Chi ha ispirato la tua comicità?
A casa ho un hard disk enorme col meglio della comicità internazionale. Mi piace l’irriverenza di artisti che al pubblico italiano dicono poco: Bill Hicks, George Carlin sono stati a mio avviso i migliori stand-up comedian. Poi Andy Kaufman - a cui è stato dedicato Man on the moon con Jim Carrey - e Rowan Atkinson, geniale non solo nei panni di Mr Bean. Tra gli italiani senz’altro Beppe Grillo, ma anche Paolo Migone, che non ha nulla da invidiare ad altri artisti più blasonati.
A quando risalgono le prime ‘avvisaglie’ di un talento comico?
Fin da scuola ho sempre inventato di tutto, la nostra classe era un’equipe di animazione. Quando poi per la prima volta ho raggiunto il sogno di salire sul palco, mi sono accorto che aspettavo la sera per fare lo spettacolo, tutto il resto diventava secondario.
Chi accusa Colorado di superficialità è a sua volta superficiale?
Secondo me le critiche che riceviamo sono effettivamente superficiali. Colorado ha uno zoccolo duro da tanti anni, quei quattro milioni che ci seguono sono sempre costanti. Queste persone non si accorgono che stiamo parlando di un fenomeno di costume.
Il primo impatto con Milano?
Un divano. Quando ho cominciato a venire a Milano per fare serate un amico mi offriva questo giaciglio: gliene sono grato, anche se la mia cervicale è un’eredità di quelle notti.
Tra i personaggi che hai inventato, quello che somiglia di più a Marco?
Certamente non Gianni Cyano: questo personaggio è il risultato di tutto il mio odio verso quella fascia di cantanti che, pur non avendo un minimo spessore, si danno un tono eccessivo. Baz invece sono io da piccolo: una peste colossale, se ci pensate ha la psicologia del bambino rompiscatole.
La classifica parla chiaro: Marco Bazzoni tra i dieci italiani con più seguaci su Facebook.

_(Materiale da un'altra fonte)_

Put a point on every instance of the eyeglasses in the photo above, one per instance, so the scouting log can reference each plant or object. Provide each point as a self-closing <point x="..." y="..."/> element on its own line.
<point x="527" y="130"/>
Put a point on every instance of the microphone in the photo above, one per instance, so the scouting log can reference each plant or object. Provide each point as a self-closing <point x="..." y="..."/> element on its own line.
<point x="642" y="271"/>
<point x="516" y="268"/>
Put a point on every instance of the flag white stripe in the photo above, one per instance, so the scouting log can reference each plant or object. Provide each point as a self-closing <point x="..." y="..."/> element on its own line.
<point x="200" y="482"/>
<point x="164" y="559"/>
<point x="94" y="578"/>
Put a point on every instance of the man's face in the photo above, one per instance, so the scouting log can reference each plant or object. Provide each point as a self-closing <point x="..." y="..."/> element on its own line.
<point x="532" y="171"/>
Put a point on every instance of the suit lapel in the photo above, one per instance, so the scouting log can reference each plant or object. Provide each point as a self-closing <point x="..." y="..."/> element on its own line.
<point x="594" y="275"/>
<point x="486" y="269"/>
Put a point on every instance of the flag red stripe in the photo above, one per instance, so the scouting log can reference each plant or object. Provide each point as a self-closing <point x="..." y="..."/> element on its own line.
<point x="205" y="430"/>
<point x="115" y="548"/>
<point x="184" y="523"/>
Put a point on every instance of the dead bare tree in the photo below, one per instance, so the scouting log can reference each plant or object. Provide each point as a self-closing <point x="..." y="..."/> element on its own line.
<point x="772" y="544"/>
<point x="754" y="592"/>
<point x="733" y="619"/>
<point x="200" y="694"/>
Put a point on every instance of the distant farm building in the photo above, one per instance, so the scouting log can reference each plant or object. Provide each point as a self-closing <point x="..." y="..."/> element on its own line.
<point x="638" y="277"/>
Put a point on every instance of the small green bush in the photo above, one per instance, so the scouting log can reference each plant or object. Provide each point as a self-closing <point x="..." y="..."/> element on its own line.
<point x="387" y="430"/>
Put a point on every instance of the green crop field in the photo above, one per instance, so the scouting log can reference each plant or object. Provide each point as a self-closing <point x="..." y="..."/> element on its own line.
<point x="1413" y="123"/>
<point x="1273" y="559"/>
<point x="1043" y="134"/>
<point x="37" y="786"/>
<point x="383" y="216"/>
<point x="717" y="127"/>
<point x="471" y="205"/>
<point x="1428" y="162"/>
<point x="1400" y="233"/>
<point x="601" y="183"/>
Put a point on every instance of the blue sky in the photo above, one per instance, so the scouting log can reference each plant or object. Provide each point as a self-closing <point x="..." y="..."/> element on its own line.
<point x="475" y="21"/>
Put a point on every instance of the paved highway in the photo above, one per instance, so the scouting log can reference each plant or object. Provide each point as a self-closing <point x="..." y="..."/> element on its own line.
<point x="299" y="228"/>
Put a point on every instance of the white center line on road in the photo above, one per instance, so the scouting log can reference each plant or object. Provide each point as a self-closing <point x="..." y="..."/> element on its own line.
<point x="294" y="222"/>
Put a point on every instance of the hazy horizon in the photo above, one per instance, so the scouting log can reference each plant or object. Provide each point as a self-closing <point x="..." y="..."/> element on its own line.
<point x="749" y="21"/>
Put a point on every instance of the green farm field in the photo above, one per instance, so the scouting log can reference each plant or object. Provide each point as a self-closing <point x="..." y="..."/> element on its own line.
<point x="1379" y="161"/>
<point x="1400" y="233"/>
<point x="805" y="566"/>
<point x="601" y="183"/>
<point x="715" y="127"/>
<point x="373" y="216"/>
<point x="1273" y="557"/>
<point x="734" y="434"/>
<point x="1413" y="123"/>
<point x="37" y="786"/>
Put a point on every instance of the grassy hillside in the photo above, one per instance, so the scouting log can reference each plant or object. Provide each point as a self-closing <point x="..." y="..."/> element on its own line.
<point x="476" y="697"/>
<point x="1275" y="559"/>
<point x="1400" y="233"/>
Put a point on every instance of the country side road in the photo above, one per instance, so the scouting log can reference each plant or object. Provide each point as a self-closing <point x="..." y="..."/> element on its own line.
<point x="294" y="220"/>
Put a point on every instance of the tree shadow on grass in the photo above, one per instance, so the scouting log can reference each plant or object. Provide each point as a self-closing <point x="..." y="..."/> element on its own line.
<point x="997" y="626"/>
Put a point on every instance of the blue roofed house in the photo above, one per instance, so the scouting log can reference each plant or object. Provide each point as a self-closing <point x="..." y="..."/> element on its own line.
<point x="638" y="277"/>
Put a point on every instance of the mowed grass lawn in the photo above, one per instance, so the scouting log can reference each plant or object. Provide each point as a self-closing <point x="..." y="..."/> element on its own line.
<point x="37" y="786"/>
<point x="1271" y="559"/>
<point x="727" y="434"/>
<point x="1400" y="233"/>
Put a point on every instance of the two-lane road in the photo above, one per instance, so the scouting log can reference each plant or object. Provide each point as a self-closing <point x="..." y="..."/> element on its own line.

Lungi da me montarmi la testa per questo risultato. Però mi sento molto ben voluto dalla gente, me ne accorgo per strada e a teatro. Poi c’è da dire che mi impegno: faccio oltre duecento spettacoli all’anno, ho modo di farmi conoscere e apprezzare lavorando tantissimo.
Come giudichi la moda dei comici politicizzati?
Non mi occupo di politica nei miei spettacoli perché la politica, così come è adesso, non mi piace, e non ho intenzione di fare pubblicità a persone che disprezzo. Detto questo, la satira politica va fatta, ma non mi piace quando ci si incattivisce. Quando fai satira devi far ridere, stop. La gente ride? Allora funziona. Spesso il pubblico non risponde perché in Italia c’è una seria carenza di professionalità dal punto di vista tecnico. Se le casse acustiche non funzionano la gente non sente la tua battuta, di conseguenza uno spettacolo non funziona a dovere.
Tra dieci anni come ti vedi?
Mi reinvento giorno dopo giorno, ho la fortuna di partorire nuove idee di continuo. Mai avrei immaginato dieci anni fa di fare il disco di Gianni Cyano. Dunque tra dieci anni? Non ne ho idea. Potrei pure diventare una rockstar (ride).